Toda acción contra la libertad, por mínima que sea, coarta la posibilidad de un bienestar creativo en un contexto de justicia real. Tanto para el individuo como para la colectividad. Es que sin libertad hasta las fieras pierden la razón natural de su existencia. Por eso, la domesticidad implica, por definición, límites de control. Encierro sinónimo de proceso hacia la castración. Castración social y sicológica en el humano, al pretender que formule su destino, mediante un domador con látigo influyente. Sabiendo, por demás, que el látigo es, sobre todo, el derecho de las bestias… Cuando alguien pretende el manejo total de la cosa pública, conscientemente o no, desde una posición política de mandatario, convierte la posición gubernamental obtenida en una fuente grave de autoritarismos… Autoritarismos que apoyan su exaltación con la prepotencia, lo despótico, la arbitrariedad. Es ya la marcha de los inocentes rodando al cadalso de la tiranía.

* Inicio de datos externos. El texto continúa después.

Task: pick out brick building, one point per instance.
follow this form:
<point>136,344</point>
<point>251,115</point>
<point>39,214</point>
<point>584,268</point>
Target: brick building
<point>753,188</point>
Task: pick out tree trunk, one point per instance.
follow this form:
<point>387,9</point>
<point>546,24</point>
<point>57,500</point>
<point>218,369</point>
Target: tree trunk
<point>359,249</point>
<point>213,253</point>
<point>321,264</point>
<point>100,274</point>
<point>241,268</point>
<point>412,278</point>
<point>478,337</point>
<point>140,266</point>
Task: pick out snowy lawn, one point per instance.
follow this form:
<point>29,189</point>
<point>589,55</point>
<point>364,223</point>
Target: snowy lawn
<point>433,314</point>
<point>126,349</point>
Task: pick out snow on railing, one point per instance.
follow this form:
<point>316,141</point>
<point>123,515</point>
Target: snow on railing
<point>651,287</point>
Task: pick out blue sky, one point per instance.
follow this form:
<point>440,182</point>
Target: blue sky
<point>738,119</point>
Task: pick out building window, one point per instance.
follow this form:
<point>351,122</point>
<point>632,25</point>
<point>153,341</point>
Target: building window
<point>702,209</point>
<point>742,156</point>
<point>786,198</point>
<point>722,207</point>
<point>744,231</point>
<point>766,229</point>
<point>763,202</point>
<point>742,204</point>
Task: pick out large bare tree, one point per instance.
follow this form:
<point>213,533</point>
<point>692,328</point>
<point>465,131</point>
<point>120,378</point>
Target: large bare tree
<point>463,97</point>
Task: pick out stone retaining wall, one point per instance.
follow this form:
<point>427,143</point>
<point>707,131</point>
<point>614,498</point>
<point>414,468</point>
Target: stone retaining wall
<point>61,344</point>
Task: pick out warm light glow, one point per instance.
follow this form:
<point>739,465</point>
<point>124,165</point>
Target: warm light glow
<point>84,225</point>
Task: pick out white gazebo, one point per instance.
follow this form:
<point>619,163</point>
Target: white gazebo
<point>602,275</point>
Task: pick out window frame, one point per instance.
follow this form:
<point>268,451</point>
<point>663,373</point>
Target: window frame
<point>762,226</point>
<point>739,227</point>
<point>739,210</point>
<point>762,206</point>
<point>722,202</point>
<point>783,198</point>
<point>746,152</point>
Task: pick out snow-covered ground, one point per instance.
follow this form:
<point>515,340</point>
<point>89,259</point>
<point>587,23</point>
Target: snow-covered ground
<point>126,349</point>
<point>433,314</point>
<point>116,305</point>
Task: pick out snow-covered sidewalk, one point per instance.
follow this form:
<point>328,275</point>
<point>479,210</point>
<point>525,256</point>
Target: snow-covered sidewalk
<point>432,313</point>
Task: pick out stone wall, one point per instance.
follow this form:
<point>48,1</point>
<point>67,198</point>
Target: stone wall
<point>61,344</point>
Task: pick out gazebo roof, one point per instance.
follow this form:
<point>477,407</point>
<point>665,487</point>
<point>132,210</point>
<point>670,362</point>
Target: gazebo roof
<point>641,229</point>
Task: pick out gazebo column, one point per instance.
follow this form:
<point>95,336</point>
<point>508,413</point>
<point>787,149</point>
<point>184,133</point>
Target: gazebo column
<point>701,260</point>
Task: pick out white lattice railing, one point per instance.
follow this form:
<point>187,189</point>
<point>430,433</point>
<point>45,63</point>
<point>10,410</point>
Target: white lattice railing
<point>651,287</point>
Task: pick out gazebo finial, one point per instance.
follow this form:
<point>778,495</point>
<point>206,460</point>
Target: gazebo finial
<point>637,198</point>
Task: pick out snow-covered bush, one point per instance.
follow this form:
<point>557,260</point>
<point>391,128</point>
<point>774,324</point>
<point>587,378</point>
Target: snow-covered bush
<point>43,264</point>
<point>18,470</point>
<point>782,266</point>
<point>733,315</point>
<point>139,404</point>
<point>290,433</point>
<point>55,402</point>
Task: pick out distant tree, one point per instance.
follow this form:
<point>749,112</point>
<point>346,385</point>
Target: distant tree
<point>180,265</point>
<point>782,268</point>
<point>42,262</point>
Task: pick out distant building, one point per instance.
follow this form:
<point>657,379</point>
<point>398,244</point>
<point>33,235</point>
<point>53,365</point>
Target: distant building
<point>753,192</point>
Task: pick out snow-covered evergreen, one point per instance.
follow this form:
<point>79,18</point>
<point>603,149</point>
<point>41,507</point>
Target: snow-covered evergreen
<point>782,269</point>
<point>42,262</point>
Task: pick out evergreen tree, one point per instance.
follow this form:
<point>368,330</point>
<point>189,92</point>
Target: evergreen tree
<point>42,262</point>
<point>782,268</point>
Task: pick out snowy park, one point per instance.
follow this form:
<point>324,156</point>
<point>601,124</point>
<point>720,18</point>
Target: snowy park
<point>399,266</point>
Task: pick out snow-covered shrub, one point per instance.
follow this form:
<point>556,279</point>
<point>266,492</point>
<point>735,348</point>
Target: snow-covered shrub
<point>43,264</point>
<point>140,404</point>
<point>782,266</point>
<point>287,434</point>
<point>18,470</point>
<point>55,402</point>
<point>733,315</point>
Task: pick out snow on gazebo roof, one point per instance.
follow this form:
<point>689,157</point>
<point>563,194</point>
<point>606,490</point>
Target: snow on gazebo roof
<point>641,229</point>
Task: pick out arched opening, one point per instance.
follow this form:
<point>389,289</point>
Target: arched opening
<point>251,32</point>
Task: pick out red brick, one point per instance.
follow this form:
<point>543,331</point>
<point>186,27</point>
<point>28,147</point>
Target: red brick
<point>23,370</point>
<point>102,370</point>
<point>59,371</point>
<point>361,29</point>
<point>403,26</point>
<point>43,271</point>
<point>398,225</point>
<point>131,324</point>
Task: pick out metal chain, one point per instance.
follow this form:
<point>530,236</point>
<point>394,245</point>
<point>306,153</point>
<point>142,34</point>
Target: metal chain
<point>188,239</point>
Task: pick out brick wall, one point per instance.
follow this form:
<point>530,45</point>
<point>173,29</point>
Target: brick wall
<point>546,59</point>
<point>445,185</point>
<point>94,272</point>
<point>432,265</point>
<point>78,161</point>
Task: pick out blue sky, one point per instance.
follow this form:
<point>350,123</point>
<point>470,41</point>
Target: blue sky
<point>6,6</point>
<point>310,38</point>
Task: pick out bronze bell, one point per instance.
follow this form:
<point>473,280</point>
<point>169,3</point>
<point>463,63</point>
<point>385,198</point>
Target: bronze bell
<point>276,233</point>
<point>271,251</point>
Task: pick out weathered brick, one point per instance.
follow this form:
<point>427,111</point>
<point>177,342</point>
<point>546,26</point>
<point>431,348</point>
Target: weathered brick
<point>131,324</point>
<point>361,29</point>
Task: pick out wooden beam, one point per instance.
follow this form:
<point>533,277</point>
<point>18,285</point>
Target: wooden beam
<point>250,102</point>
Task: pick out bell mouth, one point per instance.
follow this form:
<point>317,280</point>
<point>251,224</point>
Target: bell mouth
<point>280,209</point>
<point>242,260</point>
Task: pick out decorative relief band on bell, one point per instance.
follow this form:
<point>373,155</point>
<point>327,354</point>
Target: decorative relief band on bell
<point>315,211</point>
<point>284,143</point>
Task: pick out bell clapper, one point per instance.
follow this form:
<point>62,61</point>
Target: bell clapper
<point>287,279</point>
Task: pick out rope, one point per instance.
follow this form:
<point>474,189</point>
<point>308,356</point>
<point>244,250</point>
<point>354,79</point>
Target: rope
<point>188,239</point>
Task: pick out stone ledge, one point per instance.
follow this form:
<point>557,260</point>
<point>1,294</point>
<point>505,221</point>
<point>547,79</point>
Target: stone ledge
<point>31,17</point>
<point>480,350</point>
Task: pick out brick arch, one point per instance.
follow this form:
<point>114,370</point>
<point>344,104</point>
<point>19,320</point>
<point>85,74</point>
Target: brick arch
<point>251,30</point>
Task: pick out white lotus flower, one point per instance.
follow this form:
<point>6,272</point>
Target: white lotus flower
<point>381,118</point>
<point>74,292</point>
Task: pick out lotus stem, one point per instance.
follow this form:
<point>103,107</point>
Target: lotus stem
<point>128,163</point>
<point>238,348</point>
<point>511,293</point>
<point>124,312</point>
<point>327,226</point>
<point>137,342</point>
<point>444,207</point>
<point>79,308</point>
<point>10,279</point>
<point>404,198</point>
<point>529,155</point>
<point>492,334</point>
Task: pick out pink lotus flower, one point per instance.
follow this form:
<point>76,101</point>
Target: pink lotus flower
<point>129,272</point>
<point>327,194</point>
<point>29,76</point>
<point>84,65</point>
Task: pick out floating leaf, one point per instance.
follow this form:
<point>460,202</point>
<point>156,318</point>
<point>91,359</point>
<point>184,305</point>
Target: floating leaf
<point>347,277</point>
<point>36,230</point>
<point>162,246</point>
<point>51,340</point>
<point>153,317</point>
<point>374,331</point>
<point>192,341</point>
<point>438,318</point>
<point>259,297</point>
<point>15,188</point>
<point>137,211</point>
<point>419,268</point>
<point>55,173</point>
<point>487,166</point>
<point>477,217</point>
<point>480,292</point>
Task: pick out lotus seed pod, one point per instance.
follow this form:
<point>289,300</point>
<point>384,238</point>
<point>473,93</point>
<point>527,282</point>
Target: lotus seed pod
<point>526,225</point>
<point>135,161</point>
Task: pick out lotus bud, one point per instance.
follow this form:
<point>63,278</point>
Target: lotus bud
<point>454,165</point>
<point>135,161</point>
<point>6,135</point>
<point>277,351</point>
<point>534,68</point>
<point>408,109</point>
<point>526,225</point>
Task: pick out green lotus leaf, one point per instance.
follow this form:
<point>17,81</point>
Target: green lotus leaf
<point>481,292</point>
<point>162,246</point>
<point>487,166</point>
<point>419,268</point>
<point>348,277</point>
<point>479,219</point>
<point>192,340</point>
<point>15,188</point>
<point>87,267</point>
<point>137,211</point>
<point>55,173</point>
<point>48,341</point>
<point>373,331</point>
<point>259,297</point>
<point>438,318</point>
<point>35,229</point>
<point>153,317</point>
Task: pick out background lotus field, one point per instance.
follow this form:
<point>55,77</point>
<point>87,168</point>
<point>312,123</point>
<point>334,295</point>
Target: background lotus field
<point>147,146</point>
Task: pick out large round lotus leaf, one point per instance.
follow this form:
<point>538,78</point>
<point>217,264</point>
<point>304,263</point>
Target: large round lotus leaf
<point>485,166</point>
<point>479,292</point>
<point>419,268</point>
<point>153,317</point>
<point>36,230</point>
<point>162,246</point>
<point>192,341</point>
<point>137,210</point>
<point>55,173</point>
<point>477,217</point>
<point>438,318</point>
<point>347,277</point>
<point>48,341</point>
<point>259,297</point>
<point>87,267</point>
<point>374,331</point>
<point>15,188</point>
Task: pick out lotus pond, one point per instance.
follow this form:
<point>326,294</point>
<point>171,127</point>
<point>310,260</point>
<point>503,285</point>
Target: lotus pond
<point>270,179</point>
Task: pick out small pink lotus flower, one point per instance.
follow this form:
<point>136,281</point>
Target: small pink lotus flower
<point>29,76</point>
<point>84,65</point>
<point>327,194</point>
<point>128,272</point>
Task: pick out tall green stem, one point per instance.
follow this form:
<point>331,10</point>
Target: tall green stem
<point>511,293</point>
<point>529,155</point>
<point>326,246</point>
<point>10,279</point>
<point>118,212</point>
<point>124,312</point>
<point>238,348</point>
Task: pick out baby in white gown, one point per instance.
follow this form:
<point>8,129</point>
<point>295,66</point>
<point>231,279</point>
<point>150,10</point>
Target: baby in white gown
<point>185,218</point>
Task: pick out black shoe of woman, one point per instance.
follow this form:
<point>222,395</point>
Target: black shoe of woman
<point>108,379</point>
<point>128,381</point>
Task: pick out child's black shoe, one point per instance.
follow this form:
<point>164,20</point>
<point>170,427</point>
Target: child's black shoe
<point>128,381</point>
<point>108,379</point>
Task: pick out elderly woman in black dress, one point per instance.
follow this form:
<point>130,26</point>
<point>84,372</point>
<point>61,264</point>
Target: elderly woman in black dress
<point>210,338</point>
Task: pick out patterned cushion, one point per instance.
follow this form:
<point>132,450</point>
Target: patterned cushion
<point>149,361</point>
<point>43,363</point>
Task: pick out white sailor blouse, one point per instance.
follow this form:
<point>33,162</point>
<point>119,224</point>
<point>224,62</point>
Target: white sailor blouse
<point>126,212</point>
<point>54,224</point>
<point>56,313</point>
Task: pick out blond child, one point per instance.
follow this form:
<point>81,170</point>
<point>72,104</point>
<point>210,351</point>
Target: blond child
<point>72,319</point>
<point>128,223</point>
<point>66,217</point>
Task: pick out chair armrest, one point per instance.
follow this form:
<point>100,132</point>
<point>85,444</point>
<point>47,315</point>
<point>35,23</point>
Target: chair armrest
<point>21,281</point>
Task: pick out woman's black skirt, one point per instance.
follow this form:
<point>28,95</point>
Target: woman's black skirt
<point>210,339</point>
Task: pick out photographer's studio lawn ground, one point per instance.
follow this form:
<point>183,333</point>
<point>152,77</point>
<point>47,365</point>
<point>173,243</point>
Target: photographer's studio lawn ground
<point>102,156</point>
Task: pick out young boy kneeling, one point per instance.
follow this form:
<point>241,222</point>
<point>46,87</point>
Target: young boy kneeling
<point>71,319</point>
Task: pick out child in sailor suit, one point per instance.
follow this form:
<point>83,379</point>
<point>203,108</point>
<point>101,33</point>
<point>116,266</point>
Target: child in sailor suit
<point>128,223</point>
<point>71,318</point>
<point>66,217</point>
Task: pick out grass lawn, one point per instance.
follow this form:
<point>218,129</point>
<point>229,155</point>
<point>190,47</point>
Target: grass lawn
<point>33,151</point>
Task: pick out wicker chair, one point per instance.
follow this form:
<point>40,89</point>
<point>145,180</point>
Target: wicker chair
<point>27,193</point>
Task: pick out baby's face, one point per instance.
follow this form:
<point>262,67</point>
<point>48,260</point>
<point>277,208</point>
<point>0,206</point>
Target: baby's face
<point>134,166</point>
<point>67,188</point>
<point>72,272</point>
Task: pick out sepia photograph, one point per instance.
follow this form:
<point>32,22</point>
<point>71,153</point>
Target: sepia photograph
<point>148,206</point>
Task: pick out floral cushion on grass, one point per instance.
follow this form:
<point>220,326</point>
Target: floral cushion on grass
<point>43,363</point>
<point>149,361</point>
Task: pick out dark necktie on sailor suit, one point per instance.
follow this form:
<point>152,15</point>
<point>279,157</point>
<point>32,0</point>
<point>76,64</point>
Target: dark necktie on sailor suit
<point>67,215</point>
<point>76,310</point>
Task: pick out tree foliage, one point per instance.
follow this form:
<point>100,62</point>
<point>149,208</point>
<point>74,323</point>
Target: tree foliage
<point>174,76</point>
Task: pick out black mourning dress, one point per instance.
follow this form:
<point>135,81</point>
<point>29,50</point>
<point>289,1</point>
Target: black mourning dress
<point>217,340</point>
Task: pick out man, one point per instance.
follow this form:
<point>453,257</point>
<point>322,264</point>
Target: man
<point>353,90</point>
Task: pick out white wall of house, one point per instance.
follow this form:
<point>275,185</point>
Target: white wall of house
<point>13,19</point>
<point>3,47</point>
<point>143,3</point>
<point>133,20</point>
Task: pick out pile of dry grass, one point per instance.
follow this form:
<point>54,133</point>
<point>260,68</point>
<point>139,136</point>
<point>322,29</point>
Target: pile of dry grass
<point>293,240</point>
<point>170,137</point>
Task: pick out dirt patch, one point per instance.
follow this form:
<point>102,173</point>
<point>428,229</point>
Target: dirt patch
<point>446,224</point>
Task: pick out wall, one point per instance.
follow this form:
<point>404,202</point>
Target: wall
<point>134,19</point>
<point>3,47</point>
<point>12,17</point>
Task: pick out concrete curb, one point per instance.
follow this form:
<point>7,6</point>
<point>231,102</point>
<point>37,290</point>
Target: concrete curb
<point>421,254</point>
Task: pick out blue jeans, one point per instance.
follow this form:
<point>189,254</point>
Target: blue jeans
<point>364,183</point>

Las palabras de la Iocasta de Eurípides vienen, de la tragedia del ayer, a llamarnos la atención con su advertencia: “¿POR QUÉ TRIBUTAR HONOR INMODERADO A LA TIRANÍA, ESPLÉNDIDA INJUSTICIA?”.

Tanto ha sido repetido que, para la mayoría de la población, ir a elecciones o elegir autoridades es sinónimo de democracia. El abuso de la confusión ideológica es tal que nada mejor, para cumplir con la democracia, que de forma permanente imponer, por cada triquitraque, elecciones. Irónicamente resulta, así, que un simple procedimiento “técnico” o “metodológico” es ahora lo verdaderamente sustantivo de un modo socio político de administrar una sociedad. Más aun. Existe todo un andamiaje, toda una maquinaria que se echa a caminar, con costos económicos y sicosociales, por demás caros, para que algún candidato concluya gritando que “¡He sido elegido Constitucional y Democrá ticamente!”. Lo que significa, en la práctica, “Ahora ya puedo hacer lo que me venga en gana… A partir de hoy yo impongo mis criterios, mis deseos…”.

En otras palabras, mediante las urnas/voto físicas o virtuales alguien, cualquiera que sea, logra el “derecho democrático” para manipular a su antojo la cosa pública y con esto la manipulación, también, de una población, amarrada por su gestión electoral, convencida de la razón de ese derecho. ¿Patología política convertida en salud social? ¿O es que aun no sabemos, pese a la experiencia diaria, que cada elección es una vil compra de conciencias, de oferta de engaños, de cohechos y chantajes, de striptease de miserias? Clientelismo vestido con eslóganes de pacotilla, metamorfoseado con concepciones seudorevolucionarias, ofreciendo la salvación como en feria de milagros! ¿Es que una sociedad puede salir adelante, mediante un desarrollo propio, que tenga en cuenta su realidad y el contexto en que se desenvuelve, siguiendo el ritmo de semejante cachinería polítiquera?